In response to FDA challenges, venture capitalists and the companies in which they invest are increasingly looking to Europe and Asia to bring their medical products to market. According to the survey, 36 and 44 percent of firms plan to increase investment in life-science companies in Europe and Asia, respectively, while only 13 percent plan to increase in North America. Correspondingly, 31 percent of firms indicated plans to decrease investment in life-science companies in North America, while 7 percent plan to decrease investment in Europe. Nobody reported a decline in Asian expansion.
Additionally, a majority of the respondents indicated a continued trend for U.S.-based startup medical companies to seek regulatory approval and commercialization of their products outside the United States first and to establish and grow operations abroad. Based on the survey responses, America can anticipate approximately half a billion dollars less of investment into healthcare start-up companies in the near term, placing American jobs at risk, according to the report.
Nearly all respondents indicated that FDA reform would have a significant positive impact on venture investment in biopharmaceutical and medical device companies in the United States. Improvements that were favorably rated as showing promise include better predictability of decisions, increased efficiency and speed of decisions, rebalancing of risk/benefit requirements, expanded accelerated approval pathways and improved transparency in communications.

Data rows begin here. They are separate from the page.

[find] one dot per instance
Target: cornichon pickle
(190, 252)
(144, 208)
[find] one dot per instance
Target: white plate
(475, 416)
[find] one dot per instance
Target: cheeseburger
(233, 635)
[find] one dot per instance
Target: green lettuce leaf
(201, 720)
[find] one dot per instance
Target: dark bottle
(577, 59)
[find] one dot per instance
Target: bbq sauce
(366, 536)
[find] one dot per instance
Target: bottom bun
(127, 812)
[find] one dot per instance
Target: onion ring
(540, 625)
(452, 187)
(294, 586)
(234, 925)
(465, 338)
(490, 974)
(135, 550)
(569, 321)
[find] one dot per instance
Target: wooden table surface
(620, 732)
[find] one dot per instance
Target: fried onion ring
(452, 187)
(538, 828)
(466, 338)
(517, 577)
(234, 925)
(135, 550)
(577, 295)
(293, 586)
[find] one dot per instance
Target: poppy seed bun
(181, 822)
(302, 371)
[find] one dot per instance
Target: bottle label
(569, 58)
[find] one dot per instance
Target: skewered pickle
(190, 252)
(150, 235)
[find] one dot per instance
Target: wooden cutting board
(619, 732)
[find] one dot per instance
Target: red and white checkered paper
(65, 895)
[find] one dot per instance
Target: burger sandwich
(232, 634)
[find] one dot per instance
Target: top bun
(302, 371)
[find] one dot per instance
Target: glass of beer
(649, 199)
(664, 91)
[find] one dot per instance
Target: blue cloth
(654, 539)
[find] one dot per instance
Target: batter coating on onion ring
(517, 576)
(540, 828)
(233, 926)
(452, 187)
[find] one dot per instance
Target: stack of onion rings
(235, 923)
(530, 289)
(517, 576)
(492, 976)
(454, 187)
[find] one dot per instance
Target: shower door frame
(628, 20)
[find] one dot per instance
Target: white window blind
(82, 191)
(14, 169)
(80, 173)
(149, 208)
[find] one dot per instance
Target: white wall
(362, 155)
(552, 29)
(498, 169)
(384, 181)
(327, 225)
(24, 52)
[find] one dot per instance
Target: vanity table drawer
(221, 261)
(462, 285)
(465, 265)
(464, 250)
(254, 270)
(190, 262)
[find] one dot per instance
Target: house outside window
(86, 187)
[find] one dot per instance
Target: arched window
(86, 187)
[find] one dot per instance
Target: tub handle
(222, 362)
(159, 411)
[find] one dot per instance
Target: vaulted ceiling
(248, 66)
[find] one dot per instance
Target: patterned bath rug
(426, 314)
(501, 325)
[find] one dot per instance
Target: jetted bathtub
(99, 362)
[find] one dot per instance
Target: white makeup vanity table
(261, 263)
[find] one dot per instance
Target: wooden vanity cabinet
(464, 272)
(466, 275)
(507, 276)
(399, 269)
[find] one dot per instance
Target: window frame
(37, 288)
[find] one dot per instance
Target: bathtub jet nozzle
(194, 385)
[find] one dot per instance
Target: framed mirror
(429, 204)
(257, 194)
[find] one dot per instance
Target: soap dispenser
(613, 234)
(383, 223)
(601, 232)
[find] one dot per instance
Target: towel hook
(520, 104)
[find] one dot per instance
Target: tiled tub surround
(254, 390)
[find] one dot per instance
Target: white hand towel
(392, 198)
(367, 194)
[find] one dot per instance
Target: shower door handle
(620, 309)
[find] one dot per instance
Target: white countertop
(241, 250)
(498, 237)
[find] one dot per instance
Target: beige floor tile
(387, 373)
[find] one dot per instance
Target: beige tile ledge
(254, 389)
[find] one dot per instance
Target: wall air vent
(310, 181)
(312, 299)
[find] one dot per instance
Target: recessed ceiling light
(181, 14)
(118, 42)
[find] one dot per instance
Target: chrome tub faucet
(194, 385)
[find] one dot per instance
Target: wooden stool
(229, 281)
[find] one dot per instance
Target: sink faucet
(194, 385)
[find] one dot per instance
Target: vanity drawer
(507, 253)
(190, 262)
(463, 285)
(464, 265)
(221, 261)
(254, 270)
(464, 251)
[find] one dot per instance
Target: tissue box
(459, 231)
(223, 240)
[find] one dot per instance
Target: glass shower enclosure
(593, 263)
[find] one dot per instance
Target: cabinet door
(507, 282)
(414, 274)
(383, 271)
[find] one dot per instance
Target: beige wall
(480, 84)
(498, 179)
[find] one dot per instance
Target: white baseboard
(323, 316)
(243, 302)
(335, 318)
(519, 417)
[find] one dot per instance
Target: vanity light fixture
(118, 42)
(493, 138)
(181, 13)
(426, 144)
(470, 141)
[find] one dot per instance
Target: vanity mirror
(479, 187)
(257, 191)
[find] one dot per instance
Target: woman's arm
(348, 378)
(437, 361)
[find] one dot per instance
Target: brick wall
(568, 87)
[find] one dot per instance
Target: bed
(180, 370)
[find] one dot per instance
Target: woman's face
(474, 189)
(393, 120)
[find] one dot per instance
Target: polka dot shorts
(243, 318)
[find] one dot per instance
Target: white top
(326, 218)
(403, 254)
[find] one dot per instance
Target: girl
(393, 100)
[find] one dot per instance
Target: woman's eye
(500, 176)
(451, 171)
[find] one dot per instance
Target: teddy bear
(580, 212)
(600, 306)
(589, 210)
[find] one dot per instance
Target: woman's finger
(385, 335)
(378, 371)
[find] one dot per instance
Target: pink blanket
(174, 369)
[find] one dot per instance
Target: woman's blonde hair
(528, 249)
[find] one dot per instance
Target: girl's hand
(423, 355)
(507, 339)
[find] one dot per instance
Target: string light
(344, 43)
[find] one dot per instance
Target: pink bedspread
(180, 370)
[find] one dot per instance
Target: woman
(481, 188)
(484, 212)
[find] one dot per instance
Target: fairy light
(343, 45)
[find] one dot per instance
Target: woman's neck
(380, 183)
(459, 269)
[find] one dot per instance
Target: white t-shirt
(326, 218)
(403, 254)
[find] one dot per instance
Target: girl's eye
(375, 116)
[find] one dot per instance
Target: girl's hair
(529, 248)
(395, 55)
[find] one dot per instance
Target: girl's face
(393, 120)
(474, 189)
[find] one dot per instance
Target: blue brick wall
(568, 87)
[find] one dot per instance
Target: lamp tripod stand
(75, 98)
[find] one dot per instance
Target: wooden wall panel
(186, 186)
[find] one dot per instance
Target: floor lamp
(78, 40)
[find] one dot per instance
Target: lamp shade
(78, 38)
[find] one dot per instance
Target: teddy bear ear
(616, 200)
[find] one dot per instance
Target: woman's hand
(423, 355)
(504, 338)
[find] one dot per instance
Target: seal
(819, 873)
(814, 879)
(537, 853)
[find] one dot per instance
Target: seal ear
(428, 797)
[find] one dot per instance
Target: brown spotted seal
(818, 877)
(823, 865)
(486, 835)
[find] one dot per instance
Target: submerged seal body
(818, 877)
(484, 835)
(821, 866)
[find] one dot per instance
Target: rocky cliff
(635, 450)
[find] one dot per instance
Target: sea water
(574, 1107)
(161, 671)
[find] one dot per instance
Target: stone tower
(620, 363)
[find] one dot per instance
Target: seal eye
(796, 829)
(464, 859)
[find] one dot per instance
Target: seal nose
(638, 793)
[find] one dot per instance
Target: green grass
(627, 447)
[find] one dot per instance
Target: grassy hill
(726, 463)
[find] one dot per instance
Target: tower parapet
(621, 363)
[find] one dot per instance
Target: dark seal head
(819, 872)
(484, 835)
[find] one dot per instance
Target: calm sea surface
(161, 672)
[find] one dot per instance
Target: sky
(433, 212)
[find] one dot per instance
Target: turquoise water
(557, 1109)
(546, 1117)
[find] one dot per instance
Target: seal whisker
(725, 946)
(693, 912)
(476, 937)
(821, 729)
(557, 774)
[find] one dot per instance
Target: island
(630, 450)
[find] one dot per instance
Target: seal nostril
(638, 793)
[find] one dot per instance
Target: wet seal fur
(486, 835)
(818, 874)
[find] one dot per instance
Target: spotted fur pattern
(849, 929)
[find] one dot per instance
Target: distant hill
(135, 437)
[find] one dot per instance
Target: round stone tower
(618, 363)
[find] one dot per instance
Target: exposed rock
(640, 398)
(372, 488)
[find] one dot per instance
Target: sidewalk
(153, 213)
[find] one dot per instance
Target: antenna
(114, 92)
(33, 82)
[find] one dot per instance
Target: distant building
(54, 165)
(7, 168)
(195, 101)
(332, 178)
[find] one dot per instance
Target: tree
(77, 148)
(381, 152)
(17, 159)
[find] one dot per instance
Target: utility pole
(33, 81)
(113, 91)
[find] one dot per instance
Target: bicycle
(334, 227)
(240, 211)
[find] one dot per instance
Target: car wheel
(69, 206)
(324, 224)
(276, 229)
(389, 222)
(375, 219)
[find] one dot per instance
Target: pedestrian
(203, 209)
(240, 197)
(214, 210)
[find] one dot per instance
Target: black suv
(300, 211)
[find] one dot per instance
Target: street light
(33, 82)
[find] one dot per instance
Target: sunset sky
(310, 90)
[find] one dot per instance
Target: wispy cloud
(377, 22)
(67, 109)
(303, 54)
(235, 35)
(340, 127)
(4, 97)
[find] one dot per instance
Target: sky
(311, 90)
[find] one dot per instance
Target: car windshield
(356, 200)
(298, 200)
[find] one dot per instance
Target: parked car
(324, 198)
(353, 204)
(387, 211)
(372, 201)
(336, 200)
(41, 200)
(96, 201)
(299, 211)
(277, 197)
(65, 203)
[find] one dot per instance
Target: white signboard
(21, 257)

Recently, the FDA and the White House have begun a broad set of reform initiatives that are intended to address some of these problems, including new guidances on risk/benefit assessment, clinical trial design and new pathways for approval of innovative medical devices.
“The venture capital and startup communities are committed to working with lawmakers and regulators to continue to reform the FDA approval process so that Americans can have access to these important medical innovations without compromising safety,” said Mark Heesen, president of the National Venture Capital Association. “We are encouraged by our constructive dialogue with senior FDA officials, who recognize the gravity of the situation and are taking action. However, fundamental reform is urgent and will require a dedicated, bipartisan effort. We must give FDA the vital tools and resources it needs—along with a clear legislative mandate—to promote and protect the public health in a manner that encourages the development of innovative products for patients in need. We must act now or the U.S. public will lose access to breakthrough innovation at a very high cost to public health and the economy.”